Tremain, J., one of the judges of the Supreme Court of Indiana, dissented, but based his dissent upon the fact that the Federal court had already taken jurisdiction when the restraining order was made by the State court, so that the very argument that is produced by Tremain, J., in his dissenting opinion is negatived by the facts that are present in this case.

Having thus concluded that we are without jurisdiction to make the order that is asked of us by the prayer of this bill in equity, we deem it unnecessary to consider the sufficiency of the testimony that plaintiff has produced to move us to grant the relief, if we had the power.

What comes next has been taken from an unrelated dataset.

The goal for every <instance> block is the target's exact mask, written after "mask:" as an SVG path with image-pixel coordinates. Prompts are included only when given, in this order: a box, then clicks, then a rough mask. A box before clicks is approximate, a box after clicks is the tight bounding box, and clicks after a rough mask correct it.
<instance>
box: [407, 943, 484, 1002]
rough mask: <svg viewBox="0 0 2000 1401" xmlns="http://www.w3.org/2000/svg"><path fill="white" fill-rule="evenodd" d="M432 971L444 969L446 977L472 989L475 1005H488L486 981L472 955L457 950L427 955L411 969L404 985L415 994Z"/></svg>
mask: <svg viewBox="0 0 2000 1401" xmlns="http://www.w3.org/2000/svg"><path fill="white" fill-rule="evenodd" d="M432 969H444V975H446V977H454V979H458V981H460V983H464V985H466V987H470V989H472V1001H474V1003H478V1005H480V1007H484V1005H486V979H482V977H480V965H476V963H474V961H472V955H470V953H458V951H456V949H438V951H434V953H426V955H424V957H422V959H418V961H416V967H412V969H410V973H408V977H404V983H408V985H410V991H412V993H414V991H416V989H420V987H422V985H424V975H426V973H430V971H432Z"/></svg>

We are thus constrained, relying particularly upon the authority from which we have quoted, and also somewhat reinforced in that view by the opinion of Judge Long in the case of Baltimore & Ohio Railroad Company v. Brennan, in the Common Pleas of Jefferson County, to sustain defendant’s motion. There, after a very extensive and illuminating discussion, Judge Long includes in his conclusions of law the following:

“21. Under the provisions of the Federal Employers’ Liability Act, defendant, William J. Brennan, had the absolute right to institute his action in the United States District Court for the Eastern District of New York.”
“22. That the action of defendant, William J. Brennan, in the United States District Court for the Eastern District of New York, is predicated upon a positive statutory remedy and is in conformity with its express provisions.”

The twenty-ninth — the one that we referred to particularly as reinforcing our conclusion — is:

“This court cannot enjoin any party from prosecuting an action already commenced in a United States District Court.”

If there is a disposition on the part of plaintiff to prosecute an appeal from the order that we make, the chancellor will file an adjudication with findings of fact, discussion, conclusions of law, and a decree.

For the present we sustain the motion of defendant, dismissing plaintiff’s bill, and at its cost.